In an op-ed published in the Portsmouth Herald, Sen. Maggie Hassan (D-NH) continued her push for a taxpayer-funded rent subsidy program that would disproportionately benefit big-city renters in Boston, New York and San Francisco.

“To strengthen economic opportunity, it is clear that hard-working families need relief from the rising cost of rent, which is why I have joined with colleagues to introduce the Rent Relief Act of 2018,” Sen. Hassan wrote.

“Under this legislation, those who live in rental housing and pay more than 30 percent of their gross income on rent, including utilities, would be eligible for a refundable tax credit. This assistance would be given on a sliding scale based on income and would phase out at high income levels.”
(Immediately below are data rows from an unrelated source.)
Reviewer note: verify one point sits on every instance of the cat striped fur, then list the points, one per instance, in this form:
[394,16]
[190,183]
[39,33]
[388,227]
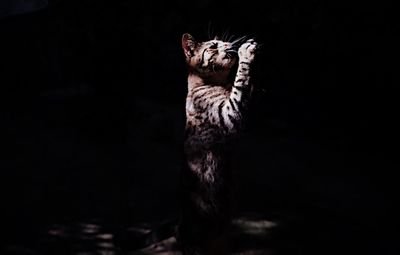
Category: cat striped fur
[216,106]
“The Rent Relief Act is a straightforward way to support those who are affected by skyrocketing rent prices,” Hassan said.

But who is paying these “skyrocketing rent prices?”
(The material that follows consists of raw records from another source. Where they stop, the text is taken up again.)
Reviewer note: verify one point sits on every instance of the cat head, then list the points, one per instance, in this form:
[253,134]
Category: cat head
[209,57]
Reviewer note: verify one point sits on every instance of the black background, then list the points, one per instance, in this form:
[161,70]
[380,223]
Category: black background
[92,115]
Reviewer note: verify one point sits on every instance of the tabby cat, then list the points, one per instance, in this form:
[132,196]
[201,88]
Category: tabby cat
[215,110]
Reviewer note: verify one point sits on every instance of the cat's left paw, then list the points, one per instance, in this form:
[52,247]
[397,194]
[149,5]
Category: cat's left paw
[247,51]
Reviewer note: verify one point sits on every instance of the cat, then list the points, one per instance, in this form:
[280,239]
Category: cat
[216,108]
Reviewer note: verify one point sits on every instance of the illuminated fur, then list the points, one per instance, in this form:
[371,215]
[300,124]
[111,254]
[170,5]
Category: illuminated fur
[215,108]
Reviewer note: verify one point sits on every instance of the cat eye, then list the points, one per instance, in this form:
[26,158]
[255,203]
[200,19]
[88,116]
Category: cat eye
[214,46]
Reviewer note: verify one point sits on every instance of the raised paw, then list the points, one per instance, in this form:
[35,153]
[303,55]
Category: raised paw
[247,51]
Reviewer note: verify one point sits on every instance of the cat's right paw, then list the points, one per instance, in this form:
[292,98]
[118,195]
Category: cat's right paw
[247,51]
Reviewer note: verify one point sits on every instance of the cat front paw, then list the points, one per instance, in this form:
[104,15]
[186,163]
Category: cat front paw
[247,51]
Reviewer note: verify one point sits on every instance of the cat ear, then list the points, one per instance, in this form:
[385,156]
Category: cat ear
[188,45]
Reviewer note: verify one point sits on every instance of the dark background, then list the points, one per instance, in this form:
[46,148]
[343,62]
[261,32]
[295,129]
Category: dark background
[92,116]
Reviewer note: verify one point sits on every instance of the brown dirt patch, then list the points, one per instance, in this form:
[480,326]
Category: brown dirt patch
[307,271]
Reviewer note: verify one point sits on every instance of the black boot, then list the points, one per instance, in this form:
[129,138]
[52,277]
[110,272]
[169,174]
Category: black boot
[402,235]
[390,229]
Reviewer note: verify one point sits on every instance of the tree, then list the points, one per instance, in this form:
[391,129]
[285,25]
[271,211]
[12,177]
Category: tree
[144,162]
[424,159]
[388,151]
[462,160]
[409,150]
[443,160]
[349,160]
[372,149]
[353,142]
Forbes recently listed the top 15 “Worst Cities for Renters.”  The number that are in New Hampshire? Zero. (Boston is on the list.)

Of the 17 cities that saw the highest rent increases on a percentage basis last year, zero are in New Hampshire. (Boston is on the list.)
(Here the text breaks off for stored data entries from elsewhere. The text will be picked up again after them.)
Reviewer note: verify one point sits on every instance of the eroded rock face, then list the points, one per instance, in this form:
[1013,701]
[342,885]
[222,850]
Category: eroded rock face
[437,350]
Yes, it’s true that New Hampshire’s rents are higher than the national average, but it’s also true that the Granite State has the 7th highest average household income and the 5th per capita income in the country. As NHJournal has reported previously:

Meanwhile, Nashua, NH is ranked #12 on the overall “Best Places To Rent” list, and Manchester’s a respectable #34 out of 182. Their rankings on costs alone are a bit lower (#57 and #72) but they’re both more affordable than the national average. In other words, if Sen. Hassan gets her way, New Hampshire will be a net contributor to rent subsidies, and your money will go to places like California, Connecticut and Massachusetts.

According to her op-ed, “the median two-bedroom rent in Rockingham County [is] $1,456 a month.” In Boston it’s $2,099/month. In New York City it’s $2,512. In San Francisco, that number is $3,088!

And then there’s the economics. What happens to rents when the government starts giving away money to subsidize them? They go up. For everyone.  It’s supply and demand.

Say Phil and Sue–hardworking taxpayers who’ve carefully managed their money– want to rent a nice Manchester apartment for $1,500, and they’ve made the lifestyle decisions they need to afford it. But when they show up, Paul and Sally want to rent it, too. They can’t really afford it, but now that Sen. Hassan is giving them a free check (paid for in part by Phil and Sue’s tax dollars) they’re in the market for an upgrade!

So what does the landlord do? She raises the rent, of course!

As economist Jeffery Dorfman writes at Forbes, Hassan’s proposal should be called the “Landlord Enrichment and Taxpayer Fleecing Act.”

The good news is that the GOP-controlled Congress is unlikely to back Hassan’s bill. Some Republicans object on ideological grounds, while others don’t want to fund a giveaway to the deepest-blue big cities in the country.

But the question remains; Why is a US Senator from New Hampshire pushing so hard to give Granite State tax dollars to Boston, San Francisco and New York?